The mayor, who had previously rejected calls for expanding the city’s lagging recycling policy, has reversed course and proposed a law that would require city residents to recycle their cans, newspapers and glass bottles.
His proposal would also make recycling available to thousands of apartment, condo and office dwellers who lack it. Blue bins would be phased in, with the largest apartments (more than 100 units) and office buildings (more than 20,000 square feet) required to provide recycling by January 2008.
Any special event requiring a city permit would be required to provide recycling bins.
If approved by the City Council, the proposal — similar to one introduced by City Attorney Mike Aguirre in April — would serve to extend the life of the city-owned Miramar Landfill. The city estimates that the landfill will close in 2012, though it is seeking permission to stack trash 20 feet higher, potentially extending the landfill’s life to 2015.

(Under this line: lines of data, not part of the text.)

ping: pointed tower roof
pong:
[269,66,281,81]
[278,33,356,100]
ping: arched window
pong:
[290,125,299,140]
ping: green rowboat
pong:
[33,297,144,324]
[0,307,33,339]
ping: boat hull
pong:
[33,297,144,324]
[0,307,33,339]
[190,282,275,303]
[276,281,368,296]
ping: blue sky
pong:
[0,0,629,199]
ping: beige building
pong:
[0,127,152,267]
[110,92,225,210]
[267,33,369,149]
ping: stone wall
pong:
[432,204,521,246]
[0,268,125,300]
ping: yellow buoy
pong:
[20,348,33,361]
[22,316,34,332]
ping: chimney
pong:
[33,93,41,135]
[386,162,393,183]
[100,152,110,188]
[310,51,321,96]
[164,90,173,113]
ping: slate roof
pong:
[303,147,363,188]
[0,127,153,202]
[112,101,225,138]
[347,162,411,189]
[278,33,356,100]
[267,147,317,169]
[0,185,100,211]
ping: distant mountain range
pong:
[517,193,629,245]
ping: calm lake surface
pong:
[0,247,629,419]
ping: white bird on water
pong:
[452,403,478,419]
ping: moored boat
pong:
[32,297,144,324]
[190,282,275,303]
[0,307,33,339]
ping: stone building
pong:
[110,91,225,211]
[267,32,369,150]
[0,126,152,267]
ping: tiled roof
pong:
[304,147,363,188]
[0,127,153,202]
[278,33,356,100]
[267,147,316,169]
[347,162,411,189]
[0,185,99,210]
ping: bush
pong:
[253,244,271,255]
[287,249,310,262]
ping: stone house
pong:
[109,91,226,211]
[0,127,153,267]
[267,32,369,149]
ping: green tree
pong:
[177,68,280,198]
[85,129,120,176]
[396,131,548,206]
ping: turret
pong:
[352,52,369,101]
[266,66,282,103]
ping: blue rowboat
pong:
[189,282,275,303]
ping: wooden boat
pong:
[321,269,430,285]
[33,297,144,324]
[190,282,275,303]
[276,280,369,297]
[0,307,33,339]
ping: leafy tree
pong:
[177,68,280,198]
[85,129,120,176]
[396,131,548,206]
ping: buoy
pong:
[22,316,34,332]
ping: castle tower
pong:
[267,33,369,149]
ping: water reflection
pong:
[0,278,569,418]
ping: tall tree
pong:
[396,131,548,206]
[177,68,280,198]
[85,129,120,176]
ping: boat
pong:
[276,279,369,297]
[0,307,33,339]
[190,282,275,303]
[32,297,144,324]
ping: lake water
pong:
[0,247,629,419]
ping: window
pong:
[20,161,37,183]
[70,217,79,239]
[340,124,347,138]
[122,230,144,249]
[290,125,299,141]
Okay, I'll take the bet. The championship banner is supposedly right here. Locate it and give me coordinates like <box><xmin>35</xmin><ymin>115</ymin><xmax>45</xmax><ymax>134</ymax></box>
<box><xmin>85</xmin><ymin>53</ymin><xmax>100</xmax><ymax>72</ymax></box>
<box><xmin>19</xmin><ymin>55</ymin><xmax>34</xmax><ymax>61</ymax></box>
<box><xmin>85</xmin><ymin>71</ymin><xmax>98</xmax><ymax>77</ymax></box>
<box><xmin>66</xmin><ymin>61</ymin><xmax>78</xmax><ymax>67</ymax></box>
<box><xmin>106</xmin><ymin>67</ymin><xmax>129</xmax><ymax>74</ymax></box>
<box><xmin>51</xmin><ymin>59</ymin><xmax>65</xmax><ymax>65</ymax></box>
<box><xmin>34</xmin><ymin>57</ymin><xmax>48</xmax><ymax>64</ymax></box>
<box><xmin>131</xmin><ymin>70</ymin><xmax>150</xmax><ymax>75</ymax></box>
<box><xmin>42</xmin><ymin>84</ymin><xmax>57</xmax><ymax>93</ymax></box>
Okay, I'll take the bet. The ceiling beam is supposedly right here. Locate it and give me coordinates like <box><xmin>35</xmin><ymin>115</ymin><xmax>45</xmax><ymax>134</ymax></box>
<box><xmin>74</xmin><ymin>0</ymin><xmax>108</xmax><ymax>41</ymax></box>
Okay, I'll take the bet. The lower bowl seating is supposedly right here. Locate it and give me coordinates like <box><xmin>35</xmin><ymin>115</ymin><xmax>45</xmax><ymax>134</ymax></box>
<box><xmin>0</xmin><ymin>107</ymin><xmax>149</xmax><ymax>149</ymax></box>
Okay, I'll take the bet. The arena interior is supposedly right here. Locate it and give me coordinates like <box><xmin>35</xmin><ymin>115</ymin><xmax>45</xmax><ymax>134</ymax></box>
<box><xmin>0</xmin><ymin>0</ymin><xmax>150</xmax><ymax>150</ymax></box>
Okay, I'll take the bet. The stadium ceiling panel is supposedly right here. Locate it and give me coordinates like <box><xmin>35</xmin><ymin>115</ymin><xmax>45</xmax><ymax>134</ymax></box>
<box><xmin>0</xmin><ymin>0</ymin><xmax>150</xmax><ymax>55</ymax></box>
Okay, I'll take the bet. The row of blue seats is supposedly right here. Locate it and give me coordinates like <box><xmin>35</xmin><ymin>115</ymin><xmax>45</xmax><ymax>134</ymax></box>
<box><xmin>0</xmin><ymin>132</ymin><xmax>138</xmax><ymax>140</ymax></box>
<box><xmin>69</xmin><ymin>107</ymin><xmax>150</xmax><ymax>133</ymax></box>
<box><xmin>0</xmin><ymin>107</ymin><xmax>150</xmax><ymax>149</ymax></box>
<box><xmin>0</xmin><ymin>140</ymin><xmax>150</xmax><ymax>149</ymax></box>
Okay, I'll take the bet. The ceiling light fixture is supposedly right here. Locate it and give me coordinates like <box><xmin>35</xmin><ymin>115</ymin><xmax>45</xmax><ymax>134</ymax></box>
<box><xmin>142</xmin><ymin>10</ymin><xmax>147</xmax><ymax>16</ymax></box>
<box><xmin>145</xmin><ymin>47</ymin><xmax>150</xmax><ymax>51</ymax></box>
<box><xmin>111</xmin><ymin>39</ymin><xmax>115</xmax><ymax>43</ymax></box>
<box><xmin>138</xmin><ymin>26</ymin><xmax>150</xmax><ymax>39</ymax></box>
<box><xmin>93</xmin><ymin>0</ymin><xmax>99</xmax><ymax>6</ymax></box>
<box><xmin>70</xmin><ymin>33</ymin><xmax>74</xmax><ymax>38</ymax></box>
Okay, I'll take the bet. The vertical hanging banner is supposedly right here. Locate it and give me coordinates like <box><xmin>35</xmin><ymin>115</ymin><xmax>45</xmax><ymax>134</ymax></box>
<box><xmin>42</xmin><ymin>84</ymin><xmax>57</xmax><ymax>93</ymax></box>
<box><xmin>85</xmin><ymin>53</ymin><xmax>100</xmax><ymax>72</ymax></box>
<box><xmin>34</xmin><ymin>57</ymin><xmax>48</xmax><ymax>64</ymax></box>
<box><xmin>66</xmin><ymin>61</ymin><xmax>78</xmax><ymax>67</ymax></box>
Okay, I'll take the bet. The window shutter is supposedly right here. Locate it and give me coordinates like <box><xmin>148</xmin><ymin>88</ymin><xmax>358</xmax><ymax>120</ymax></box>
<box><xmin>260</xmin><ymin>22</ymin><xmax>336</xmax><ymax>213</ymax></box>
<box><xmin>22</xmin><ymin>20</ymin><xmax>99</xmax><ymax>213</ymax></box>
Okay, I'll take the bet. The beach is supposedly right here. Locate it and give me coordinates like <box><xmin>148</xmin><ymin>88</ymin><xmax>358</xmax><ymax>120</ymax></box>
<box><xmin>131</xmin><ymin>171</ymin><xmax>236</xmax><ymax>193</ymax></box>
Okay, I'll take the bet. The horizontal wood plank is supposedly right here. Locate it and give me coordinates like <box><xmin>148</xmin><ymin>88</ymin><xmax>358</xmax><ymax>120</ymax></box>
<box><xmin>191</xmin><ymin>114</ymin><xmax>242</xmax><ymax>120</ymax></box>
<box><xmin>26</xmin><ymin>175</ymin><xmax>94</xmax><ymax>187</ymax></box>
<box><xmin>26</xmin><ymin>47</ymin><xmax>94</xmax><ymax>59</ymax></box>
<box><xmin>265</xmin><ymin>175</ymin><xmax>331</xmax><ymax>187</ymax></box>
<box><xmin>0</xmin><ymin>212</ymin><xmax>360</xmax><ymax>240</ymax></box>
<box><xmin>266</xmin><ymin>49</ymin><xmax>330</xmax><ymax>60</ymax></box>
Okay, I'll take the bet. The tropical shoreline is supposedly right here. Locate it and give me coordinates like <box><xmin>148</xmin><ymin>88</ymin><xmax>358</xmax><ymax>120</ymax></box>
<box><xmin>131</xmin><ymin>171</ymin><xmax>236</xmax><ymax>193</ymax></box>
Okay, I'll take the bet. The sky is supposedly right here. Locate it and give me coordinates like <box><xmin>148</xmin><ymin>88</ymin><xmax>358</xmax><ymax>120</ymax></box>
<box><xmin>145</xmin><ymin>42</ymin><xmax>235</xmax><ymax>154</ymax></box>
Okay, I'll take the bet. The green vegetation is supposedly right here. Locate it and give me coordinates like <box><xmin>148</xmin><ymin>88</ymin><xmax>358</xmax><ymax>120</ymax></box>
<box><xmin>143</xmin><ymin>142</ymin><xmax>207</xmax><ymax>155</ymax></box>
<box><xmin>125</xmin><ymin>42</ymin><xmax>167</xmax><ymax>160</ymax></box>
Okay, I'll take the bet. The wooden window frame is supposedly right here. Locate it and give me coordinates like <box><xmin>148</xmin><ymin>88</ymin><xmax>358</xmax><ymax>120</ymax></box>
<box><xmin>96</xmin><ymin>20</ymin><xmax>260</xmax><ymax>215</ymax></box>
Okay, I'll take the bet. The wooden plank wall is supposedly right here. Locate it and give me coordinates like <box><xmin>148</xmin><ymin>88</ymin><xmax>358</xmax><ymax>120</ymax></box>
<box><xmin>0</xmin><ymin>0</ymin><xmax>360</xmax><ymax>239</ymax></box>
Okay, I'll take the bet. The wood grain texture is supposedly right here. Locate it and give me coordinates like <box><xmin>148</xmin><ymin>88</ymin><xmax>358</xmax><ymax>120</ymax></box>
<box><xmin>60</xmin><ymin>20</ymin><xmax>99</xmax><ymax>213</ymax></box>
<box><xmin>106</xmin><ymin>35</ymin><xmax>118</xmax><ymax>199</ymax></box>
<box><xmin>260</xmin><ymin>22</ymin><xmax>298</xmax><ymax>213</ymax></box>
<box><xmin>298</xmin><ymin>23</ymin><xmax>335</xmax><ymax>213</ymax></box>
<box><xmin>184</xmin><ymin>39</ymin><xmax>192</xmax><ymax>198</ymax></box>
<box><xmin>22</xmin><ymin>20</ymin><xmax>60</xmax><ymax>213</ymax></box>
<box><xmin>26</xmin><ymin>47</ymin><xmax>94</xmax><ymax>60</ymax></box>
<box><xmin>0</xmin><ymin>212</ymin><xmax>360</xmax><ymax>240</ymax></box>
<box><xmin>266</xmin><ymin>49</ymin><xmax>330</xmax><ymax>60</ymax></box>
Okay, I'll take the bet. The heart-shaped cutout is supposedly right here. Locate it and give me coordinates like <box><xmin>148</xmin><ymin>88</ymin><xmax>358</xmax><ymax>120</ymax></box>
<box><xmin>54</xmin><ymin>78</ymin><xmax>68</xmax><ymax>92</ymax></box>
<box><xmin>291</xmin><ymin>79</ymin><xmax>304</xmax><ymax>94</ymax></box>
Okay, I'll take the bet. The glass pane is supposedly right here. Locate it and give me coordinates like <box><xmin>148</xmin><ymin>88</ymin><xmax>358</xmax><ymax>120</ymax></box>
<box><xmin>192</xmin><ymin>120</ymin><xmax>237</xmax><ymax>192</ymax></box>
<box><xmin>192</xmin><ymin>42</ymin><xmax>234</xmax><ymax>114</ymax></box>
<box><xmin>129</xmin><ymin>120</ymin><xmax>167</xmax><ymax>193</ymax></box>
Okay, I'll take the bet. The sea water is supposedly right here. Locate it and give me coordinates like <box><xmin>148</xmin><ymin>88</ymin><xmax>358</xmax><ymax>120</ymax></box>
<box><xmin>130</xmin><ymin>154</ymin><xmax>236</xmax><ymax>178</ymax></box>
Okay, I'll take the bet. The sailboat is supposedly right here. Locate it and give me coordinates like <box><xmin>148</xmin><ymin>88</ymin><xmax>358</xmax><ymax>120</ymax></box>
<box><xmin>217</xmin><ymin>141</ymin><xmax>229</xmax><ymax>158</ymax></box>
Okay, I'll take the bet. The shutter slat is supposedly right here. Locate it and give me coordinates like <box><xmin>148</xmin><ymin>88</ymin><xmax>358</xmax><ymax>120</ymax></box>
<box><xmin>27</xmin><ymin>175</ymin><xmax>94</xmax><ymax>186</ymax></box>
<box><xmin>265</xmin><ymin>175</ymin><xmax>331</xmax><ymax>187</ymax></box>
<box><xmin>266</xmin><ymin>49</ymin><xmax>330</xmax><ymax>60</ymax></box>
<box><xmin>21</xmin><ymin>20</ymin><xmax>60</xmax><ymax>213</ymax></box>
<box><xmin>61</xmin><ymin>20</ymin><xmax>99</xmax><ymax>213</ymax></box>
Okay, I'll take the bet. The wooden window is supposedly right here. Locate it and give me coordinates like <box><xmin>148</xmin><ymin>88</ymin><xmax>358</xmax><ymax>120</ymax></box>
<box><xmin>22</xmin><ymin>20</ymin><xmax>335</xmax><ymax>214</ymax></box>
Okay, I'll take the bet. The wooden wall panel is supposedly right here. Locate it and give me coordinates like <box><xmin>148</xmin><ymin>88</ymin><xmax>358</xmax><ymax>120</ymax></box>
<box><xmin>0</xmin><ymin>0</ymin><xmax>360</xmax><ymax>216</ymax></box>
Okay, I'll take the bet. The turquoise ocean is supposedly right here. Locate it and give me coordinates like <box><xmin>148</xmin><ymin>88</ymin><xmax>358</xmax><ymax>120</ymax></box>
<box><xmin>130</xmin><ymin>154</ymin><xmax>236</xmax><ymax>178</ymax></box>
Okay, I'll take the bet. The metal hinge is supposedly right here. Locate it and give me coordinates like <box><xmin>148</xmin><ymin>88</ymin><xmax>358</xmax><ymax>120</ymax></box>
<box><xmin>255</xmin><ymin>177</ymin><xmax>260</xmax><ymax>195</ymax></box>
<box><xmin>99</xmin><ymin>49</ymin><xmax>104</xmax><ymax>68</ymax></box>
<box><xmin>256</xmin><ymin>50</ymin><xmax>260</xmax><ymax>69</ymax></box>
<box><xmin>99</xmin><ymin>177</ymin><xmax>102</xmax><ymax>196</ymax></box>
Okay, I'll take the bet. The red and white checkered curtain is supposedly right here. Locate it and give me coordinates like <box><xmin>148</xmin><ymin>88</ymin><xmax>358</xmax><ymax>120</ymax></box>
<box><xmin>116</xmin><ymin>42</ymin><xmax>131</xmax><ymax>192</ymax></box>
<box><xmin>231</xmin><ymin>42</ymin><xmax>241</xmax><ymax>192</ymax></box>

With recyclables constituting more than half of the garbage discarded annually at the landfill, San Diego still has a recycling policy that lags behind most in the region. While the city provides trash and recycling services to residents of single-family homes, it doesn’t offer recycling pickup to more than 100,000 units in businesses, apartment complexes, condos and multifamily dwellings. Many cities in the area adopted mandatory recycling policies in the early 1990s.
The city estimates those residents discard 100,000 tons of recyclables annually. That’s equal to throwing away the weight of the Empire State Building every three-and-a-half years.
Sanders has previously said the costs of mandatory recycling made it too expensive for the cash-strapped city. But the city cannot yet say how much the new policy will cost the city government or the building owners who would have to pay trash haulers to provide recycling. Still, Sanders has come around since making those statements.
“[The mayor] started to hear contrary voices to that, he started to hear people wanting to have something in place,” said Bill Harris, a spokesman for Sanders. “It appeared there would be a workable way.”
Sanders’ proposal echoes the ordinance that Aguirre had recommended in April, though it includes more specifics and addresses several concerns that apartment and office owners had raised.
It would allow the city to grant exemptions if building owners don’t have space for recycling bins. It spells out an effort to educate residents and workers about what can be recycled. And it would slowly ramp up, with all apartments and offices expected to be recycling by Jan. 1, 2010. The largest buildings would come first; medium-sized buildings would be required to recycle in 2009; smaller complexes would be recycling by 2010.
Stephen Grealy, the city’s recycling program manager, said the phased-in schedule was necessary to allow waste haulers enough time to revamp their truck fleets.
Recycling proponents said the timeframe was not ambitious enough. Aguirre called Sanders’ proposal “a good start,” but said waiting until 2010 for small apartment complexes was too long.
“The key is to get it done as quickly as we can,” Aguirre said.
Craig Benedetto, a spokesman for the San Diego Building Owners & Managers Association, said the schedule was too aggressive and, if approved, would leave a narrow window for large building owners to comply.
“They’re setting up business owners for failure,” Benedetto said. “It’s not like you can just flip on a switch and — boom — have a recycling program.”
Benedetto said the final ordinance, which will be released Sept. 21, should ensure that enforcement penalties would be assessed against the responsible tenant — not the building owner.
But enforcement would not likely be a priority, Grealy said. The proposal calls for an emphasis on education with compliance as the goal and fines as a final resort. A fine schedule has not been outlined yet.
It would also allow office buildings — including some city offices — smaller than 5,000 square feet to be exempted from the requirement. The city was unable to say Monday how many of its buildings that would impact.
City Councilwoman Donna Frye, a longtime recycling advocate, said she wanted the ordinance to include objective criteria to determine when an office or apartment building would be exempted. Such waivers should not be at the sole discretion of city staff as currently proposed, she said.
“You need to have very understandable criteria,” she said, “not just for the public, but also for the people who are trying to comply and may need an exemption.”
While criticisms hit the fringes of Sanders’ proposal, none attacked the underlying premise: That more San Diegans should be recycling.
“I’m glad the mayor is seeing the light,” Frye said. “Because it’s the right thing to do. It saves money and helps the environment. It doesn’t get any easier than that.”